Monday, January 28, 2019

Grandpa Morris and the Trial of Adolf Eichmann

I always thought of Grandpa Morris as tender hearted. But that impression changed when Adolf Eichmann was captured by Israeli agents and brought back to Jerusalem to stand trail.

"If it were up to me," Grandpa Morris said to me, "there would be no trial.  I would cut a square inch of skin off his body each day and watch him rot to death."

I was in my early teens and had been sleeping over at my Grandparents' home for the weekend. I was shocked.

Grandpa Morris' entire family had been murdered by the Nazi's - his parents, those of his brothers and sisters who had not made it to America, his cousins, everyone except for one niece, Fransiska, who had survived Auschwitz.

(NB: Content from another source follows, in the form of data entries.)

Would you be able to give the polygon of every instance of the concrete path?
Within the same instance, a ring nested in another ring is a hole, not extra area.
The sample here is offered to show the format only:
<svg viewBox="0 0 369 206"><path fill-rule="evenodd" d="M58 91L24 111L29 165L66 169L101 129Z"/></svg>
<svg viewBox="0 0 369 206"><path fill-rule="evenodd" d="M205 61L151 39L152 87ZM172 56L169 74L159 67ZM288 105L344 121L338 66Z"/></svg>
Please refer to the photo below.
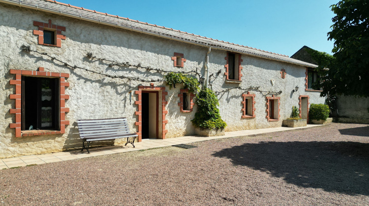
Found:
<svg viewBox="0 0 369 206"><path fill-rule="evenodd" d="M135 148L128 144L126 146L124 145L117 145L111 146L105 146L90 149L90 154L86 151L81 152L76 150L69 152L61 152L59 153L47 154L44 154L31 155L17 157L0 159L0 169L11 168L13 167L23 167L29 165L41 164L50 162L66 161L71 159L80 159L92 156L100 156L115 153L125 153L148 149L167 147L180 144L188 144L192 142L210 140L212 139L222 139L229 137L247 136L253 134L258 134L275 131L285 131L304 128L309 128L313 127L320 126L322 125L308 125L307 127L299 128L274 128L244 130L241 131L226 132L223 136L213 137L200 137L197 136L185 136L166 139L143 139L141 142L135 143Z"/></svg>

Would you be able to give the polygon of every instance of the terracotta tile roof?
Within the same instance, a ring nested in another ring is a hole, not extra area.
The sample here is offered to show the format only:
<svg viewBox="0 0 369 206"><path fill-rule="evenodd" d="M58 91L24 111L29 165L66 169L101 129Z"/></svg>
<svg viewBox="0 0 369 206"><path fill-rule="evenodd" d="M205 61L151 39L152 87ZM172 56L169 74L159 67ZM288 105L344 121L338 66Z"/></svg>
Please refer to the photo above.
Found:
<svg viewBox="0 0 369 206"><path fill-rule="evenodd" d="M172 28L167 28L156 25L149 24L147 22L142 22L138 20L129 19L128 18L120 17L118 15L99 12L95 10L58 2L56 0L0 0L0 2L20 5L27 8L59 14L90 22L114 26L174 40L195 44L205 47L210 47L212 49L233 51L301 66L310 67L316 67L317 66L312 64L289 58L288 56L286 55L280 54L228 42L224 42L217 39L214 39L179 30L173 29Z"/></svg>

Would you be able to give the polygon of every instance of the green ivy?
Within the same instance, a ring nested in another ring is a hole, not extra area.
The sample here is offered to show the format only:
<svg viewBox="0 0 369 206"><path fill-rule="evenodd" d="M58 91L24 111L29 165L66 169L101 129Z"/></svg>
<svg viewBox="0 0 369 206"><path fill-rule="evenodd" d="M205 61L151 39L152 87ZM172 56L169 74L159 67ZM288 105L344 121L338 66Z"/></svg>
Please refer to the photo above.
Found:
<svg viewBox="0 0 369 206"><path fill-rule="evenodd" d="M227 124L221 119L219 113L218 98L213 91L203 88L196 97L197 111L191 121L196 127L205 129L224 128Z"/></svg>
<svg viewBox="0 0 369 206"><path fill-rule="evenodd" d="M200 83L197 78L182 74L171 72L164 76L164 79L170 89L172 86L176 88L176 84L183 84L184 88L188 89L192 94L197 94L200 89Z"/></svg>
<svg viewBox="0 0 369 206"><path fill-rule="evenodd" d="M322 103L312 103L309 109L309 119L326 120L329 116L329 107Z"/></svg>
<svg viewBox="0 0 369 206"><path fill-rule="evenodd" d="M292 106L292 113L291 114L291 117L293 118L300 118L299 108L296 106Z"/></svg>

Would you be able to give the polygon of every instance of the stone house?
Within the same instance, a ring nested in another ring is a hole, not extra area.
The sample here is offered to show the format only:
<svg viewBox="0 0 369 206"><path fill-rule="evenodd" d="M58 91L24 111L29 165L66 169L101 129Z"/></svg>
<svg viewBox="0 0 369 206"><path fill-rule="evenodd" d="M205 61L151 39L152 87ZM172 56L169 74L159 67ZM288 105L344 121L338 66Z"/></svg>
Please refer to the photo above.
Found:
<svg viewBox="0 0 369 206"><path fill-rule="evenodd" d="M311 58L308 50L313 49L304 46L292 55L291 58L317 64L317 62ZM309 82L311 83L314 81L317 75L317 72L313 70L312 68L308 69L309 75L308 75L308 78L309 78ZM310 86L311 84L309 85ZM336 111L332 111L332 116L335 118L335 121L337 122L369 123L369 98L340 95L336 97L335 108Z"/></svg>
<svg viewBox="0 0 369 206"><path fill-rule="evenodd" d="M125 117L138 141L194 134L194 96L169 72L209 77L226 131L324 102L306 89L316 65L284 55L49 0L0 11L0 158L80 148L78 119Z"/></svg>

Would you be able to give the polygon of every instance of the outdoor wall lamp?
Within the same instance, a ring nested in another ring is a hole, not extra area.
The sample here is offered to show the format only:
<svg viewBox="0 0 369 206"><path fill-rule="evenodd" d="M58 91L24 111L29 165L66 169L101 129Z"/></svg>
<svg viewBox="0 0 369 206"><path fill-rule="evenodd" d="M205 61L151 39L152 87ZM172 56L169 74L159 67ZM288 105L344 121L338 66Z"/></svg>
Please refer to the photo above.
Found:
<svg viewBox="0 0 369 206"><path fill-rule="evenodd" d="M204 84L204 81L205 80L205 77L204 77L204 76L201 76L201 77L200 77L200 83L201 84L201 86Z"/></svg>
<svg viewBox="0 0 369 206"><path fill-rule="evenodd" d="M296 87L295 87L295 90L292 90L293 92L297 92L299 90L299 86L296 85Z"/></svg>

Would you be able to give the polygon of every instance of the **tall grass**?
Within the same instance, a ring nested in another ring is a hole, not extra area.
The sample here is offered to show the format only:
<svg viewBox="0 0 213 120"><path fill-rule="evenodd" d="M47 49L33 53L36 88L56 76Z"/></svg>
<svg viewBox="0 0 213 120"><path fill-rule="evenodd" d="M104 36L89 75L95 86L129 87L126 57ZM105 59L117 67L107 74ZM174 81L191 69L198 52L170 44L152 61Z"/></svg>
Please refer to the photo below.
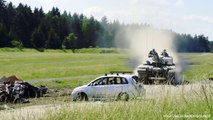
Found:
<svg viewBox="0 0 213 120"><path fill-rule="evenodd" d="M110 54L103 54L110 53ZM190 65L184 72L188 81L206 80L213 77L213 54L180 54ZM17 75L36 85L49 88L77 87L92 79L116 70L133 70L123 51L113 48L90 48L76 50L0 49L0 76Z"/></svg>
<svg viewBox="0 0 213 120"><path fill-rule="evenodd" d="M186 86L185 86L186 87ZM212 86L211 86L212 87ZM188 88L187 88L188 89ZM85 102L66 104L44 119L48 120L171 120L212 119L213 89L162 93L153 99L129 102ZM190 94L189 94L190 93Z"/></svg>

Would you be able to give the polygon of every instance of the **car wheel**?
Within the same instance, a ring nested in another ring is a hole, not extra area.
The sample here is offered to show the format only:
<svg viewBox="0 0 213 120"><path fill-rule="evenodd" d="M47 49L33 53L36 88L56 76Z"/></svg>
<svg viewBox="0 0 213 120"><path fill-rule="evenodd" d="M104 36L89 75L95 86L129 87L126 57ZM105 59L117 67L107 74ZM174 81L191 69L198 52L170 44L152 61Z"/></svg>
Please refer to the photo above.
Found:
<svg viewBox="0 0 213 120"><path fill-rule="evenodd" d="M88 97L85 93L78 93L76 101L88 101Z"/></svg>
<svg viewBox="0 0 213 120"><path fill-rule="evenodd" d="M121 101L128 101L129 100L129 95L124 92L124 93L120 93L118 95L118 100L121 100Z"/></svg>

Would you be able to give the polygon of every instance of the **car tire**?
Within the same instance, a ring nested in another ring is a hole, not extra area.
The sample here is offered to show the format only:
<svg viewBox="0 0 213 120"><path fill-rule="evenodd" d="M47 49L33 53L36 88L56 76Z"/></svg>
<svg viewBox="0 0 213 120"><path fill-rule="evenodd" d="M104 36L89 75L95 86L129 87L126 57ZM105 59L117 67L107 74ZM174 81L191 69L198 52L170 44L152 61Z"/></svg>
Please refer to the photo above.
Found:
<svg viewBox="0 0 213 120"><path fill-rule="evenodd" d="M88 97L85 93L81 92L77 94L76 101L88 101Z"/></svg>
<svg viewBox="0 0 213 120"><path fill-rule="evenodd" d="M129 95L124 92L124 93L120 93L118 95L118 100L121 100L121 101L128 101L129 100Z"/></svg>

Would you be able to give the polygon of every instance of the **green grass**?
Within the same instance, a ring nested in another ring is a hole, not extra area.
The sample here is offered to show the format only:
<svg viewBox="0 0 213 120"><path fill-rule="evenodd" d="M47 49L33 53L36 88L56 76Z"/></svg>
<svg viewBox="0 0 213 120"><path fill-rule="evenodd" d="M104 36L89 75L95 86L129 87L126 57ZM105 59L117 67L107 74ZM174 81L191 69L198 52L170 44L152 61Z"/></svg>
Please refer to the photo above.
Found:
<svg viewBox="0 0 213 120"><path fill-rule="evenodd" d="M185 53L180 56L190 61L184 72L185 80L194 82L213 77L213 54ZM1 48L0 76L16 75L23 80L29 80L36 85L47 85L49 88L73 88L110 71L132 70L127 65L127 59L128 56L124 52L117 53L111 48L80 49L76 50L76 53L71 50L38 52L34 49L20 51Z"/></svg>
<svg viewBox="0 0 213 120"><path fill-rule="evenodd" d="M213 96L212 91L207 91L204 88L191 93L190 96L184 93L173 96L162 94L162 97L152 100L69 103L56 112L50 112L44 119L210 120L213 118Z"/></svg>
<svg viewBox="0 0 213 120"><path fill-rule="evenodd" d="M181 56L187 58L190 63L184 72L186 80L195 82L213 77L212 53L185 53Z"/></svg>
<svg viewBox="0 0 213 120"><path fill-rule="evenodd" d="M16 75L23 80L36 81L37 85L62 88L85 84L109 71L130 70L124 54L102 54L97 53L97 49L90 50L96 51L92 53L84 51L0 49L0 76Z"/></svg>

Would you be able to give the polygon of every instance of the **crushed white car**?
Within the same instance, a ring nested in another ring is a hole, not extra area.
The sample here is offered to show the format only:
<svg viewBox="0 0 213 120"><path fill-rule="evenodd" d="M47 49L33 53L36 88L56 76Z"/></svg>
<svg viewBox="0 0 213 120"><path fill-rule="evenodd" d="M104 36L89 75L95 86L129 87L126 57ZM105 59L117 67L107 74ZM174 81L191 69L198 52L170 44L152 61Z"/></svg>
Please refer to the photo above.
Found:
<svg viewBox="0 0 213 120"><path fill-rule="evenodd" d="M72 91L73 101L88 100L129 100L145 91L138 77L131 74L105 74L90 83L77 87Z"/></svg>

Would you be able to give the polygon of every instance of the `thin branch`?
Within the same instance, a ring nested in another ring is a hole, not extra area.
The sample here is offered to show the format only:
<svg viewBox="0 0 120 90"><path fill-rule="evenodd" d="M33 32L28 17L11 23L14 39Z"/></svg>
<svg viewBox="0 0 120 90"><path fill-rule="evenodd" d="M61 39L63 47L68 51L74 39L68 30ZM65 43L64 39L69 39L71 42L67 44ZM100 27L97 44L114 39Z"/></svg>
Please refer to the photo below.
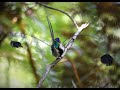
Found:
<svg viewBox="0 0 120 90"><path fill-rule="evenodd" d="M73 37L70 39L70 41L66 44L65 46L65 50L63 52L63 54L58 57L54 62L52 62L50 65L47 65L46 67L46 71L45 74L42 76L41 80L38 83L38 88L41 88L43 81L45 80L47 74L49 73L49 71L51 70L52 67L54 67L66 54L66 52L70 49L70 47L73 45L74 40L77 38L77 36L79 35L79 33L86 28L89 25L89 23L86 24L82 24L81 27L79 27L78 31L73 35Z"/></svg>
<svg viewBox="0 0 120 90"><path fill-rule="evenodd" d="M77 79L78 85L80 86L80 88L83 88L83 84L82 84L82 82L81 82L81 80L80 80L80 77L79 77L79 74L78 74L78 71L77 71L77 68L76 68L75 64L74 64L71 60L69 60L69 59L68 59L68 61L69 61L69 62L71 63L71 65L72 65L72 69L73 69L73 72L74 72L75 77L76 77L76 79Z"/></svg>
<svg viewBox="0 0 120 90"><path fill-rule="evenodd" d="M30 60L30 65L31 65L31 67L32 67L33 74L34 74L34 76L35 76L35 78L36 78L36 82L38 83L38 82L39 82L39 76L38 76L38 74L36 73L36 68L35 68L34 60L33 60L33 58L32 58L32 53L31 53L31 50L30 50L30 47L29 47L28 43L25 42L25 44L26 44L26 46L27 46L27 52L28 52L28 58L29 58L29 60Z"/></svg>
<svg viewBox="0 0 120 90"><path fill-rule="evenodd" d="M44 73L44 75L42 76L42 78L40 79L39 83L38 83L38 88L41 88L42 86L42 83L44 82L45 78L47 77L49 71L51 70L51 68L53 68L64 56L65 54L67 53L67 51L71 48L71 46L73 45L73 42L74 40L77 38L77 36L79 35L79 33L84 29L86 28L89 24L89 23L85 23L85 24L82 24L81 27L78 27L78 25L76 24L76 22L72 19L72 17L70 15L68 15L66 12L62 11L62 10L59 10L59 9L56 9L56 8L52 8L52 7L49 7L41 2L37 2L38 4L41 4L43 5L44 7L46 8L49 8L49 9L53 9L53 10L57 10L59 12L62 12L64 14L66 14L71 20L72 22L74 23L74 25L76 26L77 28L77 32L73 35L73 37L71 37L70 41L65 45L65 49L64 49L64 52L62 53L62 55L58 58L56 58L56 60L54 62L52 62L51 64L47 65L46 66L46 71Z"/></svg>
<svg viewBox="0 0 120 90"><path fill-rule="evenodd" d="M74 23L75 27L76 27L77 29L79 28L78 25L77 25L77 23L72 19L72 17L71 17L68 13L66 13L66 12L64 12L64 11L62 11L62 10L59 10L59 9L56 9L56 8L47 6L47 5L45 5L45 4L41 3L41 2L36 2L36 3L37 3L37 4L41 4L41 5L43 5L43 6L46 7L46 8L53 9L53 10L57 10L57 11L59 11L59 12L62 12L62 13L64 13L64 14L66 14L66 15L72 20L72 22Z"/></svg>

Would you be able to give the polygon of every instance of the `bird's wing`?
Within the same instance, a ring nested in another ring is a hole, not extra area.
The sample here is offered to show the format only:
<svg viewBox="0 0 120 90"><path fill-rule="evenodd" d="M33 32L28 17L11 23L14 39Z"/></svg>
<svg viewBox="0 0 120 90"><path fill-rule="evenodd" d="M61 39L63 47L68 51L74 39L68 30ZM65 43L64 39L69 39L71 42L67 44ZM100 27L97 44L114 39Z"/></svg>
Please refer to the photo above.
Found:
<svg viewBox="0 0 120 90"><path fill-rule="evenodd" d="M52 25L51 25L51 22L47 16L47 21L48 21L48 25L49 25L49 28L50 28L50 34L51 34L51 37L52 37L52 41L54 41L54 33L53 33L53 29L52 29Z"/></svg>

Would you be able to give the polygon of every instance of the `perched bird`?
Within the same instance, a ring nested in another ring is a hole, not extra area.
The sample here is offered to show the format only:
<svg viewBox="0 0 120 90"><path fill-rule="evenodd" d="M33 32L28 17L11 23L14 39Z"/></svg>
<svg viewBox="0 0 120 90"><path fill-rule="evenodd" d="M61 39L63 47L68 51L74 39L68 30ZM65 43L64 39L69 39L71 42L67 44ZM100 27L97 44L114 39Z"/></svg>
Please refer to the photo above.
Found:
<svg viewBox="0 0 120 90"><path fill-rule="evenodd" d="M107 54L101 56L101 62L103 64L106 64L106 66L110 66L113 63L113 58L107 53Z"/></svg>
<svg viewBox="0 0 120 90"><path fill-rule="evenodd" d="M51 34L51 37L52 37L52 45L51 45L52 55L55 56L55 57L59 57L64 52L64 46L60 42L59 38L54 39L54 33L53 33L52 25L51 25L48 17L47 17L47 21L48 21L48 25L49 25L49 28L50 28L50 34Z"/></svg>
<svg viewBox="0 0 120 90"><path fill-rule="evenodd" d="M11 41L10 45L15 48L23 47L20 42L17 41Z"/></svg>

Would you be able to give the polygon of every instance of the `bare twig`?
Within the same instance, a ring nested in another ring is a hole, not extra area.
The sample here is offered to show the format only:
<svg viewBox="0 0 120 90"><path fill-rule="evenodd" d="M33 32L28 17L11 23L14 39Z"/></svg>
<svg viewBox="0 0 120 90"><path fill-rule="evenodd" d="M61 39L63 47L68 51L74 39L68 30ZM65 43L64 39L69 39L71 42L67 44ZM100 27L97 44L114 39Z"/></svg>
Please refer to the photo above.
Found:
<svg viewBox="0 0 120 90"><path fill-rule="evenodd" d="M46 7L46 8L53 9L53 10L57 10L57 11L59 11L59 12L62 12L62 13L64 13L64 14L66 14L66 15L72 20L72 22L74 23L75 27L76 27L77 29L79 28L78 25L77 25L77 23L76 23L76 22L72 19L72 17L71 17L69 14L67 14L66 12L64 12L64 11L62 11L62 10L59 10L59 9L56 9L56 8L53 8L53 7L50 7L50 6L47 6L47 5L45 5L45 4L41 3L41 2L37 2L37 4L41 4L41 5L43 5L43 6Z"/></svg>
<svg viewBox="0 0 120 90"><path fill-rule="evenodd" d="M43 75L43 77L41 78L41 80L39 81L39 84L38 84L38 88L41 87L43 81L45 80L47 74L49 73L49 71L51 70L51 68L56 65L66 54L66 52L70 49L70 47L73 45L73 42L74 40L77 38L77 36L79 35L79 33L84 29L86 28L87 26L89 25L89 23L87 24L82 24L81 27L79 27L78 31L73 35L73 37L70 39L70 41L66 44L65 46L65 50L63 52L63 54L58 57L53 63L51 63L50 65L47 65L46 67L46 71L45 71L45 74Z"/></svg>
<svg viewBox="0 0 120 90"><path fill-rule="evenodd" d="M62 12L64 14L66 14L74 23L74 25L76 26L77 28L77 32L73 35L73 37L70 39L70 41L65 45L65 49L64 49L64 52L62 53L62 55L58 58L56 58L56 60L54 62L52 62L51 64L47 65L46 67L46 71L44 73L44 75L42 76L42 78L40 79L39 83L38 83L38 88L41 88L42 86L42 83L44 82L47 74L49 73L49 71L51 70L52 67L54 67L66 54L66 52L71 48L71 46L73 45L73 42L74 40L77 38L77 36L79 35L79 33L84 29L86 28L89 23L85 23L85 24L82 24L81 27L78 27L78 25L76 24L76 22L72 19L72 17L70 15L68 15L66 12L62 11L62 10L59 10L59 9L55 9L55 8L52 8L52 7L49 7L43 3L40 3L40 2L37 2L38 4L41 4L49 9L53 9L53 10L57 10L59 12Z"/></svg>

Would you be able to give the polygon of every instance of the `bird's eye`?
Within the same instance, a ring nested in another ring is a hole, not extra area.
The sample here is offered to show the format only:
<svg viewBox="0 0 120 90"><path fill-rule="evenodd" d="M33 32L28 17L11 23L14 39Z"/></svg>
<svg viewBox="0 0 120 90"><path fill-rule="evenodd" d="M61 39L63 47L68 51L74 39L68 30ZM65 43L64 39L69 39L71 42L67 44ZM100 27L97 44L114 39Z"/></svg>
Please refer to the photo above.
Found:
<svg viewBox="0 0 120 90"><path fill-rule="evenodd" d="M107 53L107 54L101 56L101 62L102 62L103 64L106 64L107 66L110 66L110 65L112 65L112 63L113 63L113 58L112 58L112 56L110 56L110 55Z"/></svg>
<svg viewBox="0 0 120 90"><path fill-rule="evenodd" d="M11 42L10 42L10 45L11 45L12 47L15 47L15 48L23 47L23 46L21 45L21 43L20 43L20 42L17 42L17 41L11 41Z"/></svg>

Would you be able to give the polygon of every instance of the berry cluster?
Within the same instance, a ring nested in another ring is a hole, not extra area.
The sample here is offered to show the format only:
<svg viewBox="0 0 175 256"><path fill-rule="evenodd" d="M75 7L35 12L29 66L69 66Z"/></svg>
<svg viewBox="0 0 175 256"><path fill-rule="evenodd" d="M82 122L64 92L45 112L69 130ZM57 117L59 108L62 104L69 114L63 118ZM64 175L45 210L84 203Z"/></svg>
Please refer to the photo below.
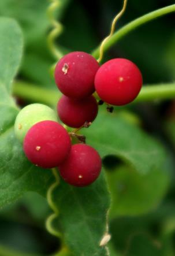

Grandpa's devotion to his family was part of family myth.  He would patch his sweaters at the elbow and send every bit of extra money back home. I'd watch him fold a sheet of carbon paper over the dollar bills so that the cash would go undetected by censors.

There was another story about Grandpa as a small boy. Once he was out in the fields working and found a strawberry - he carried that strawberry in his hand all day and finally brought it back home for his mother.

So I didn't know what to make of his words about Eichmann.  Surely, he must be right, I thought. But when I questioned my mother, she said, "We can't stoop to their level."

Still, the rawness of his emotions got to me. That day was the closest I ever came to my Grandfather.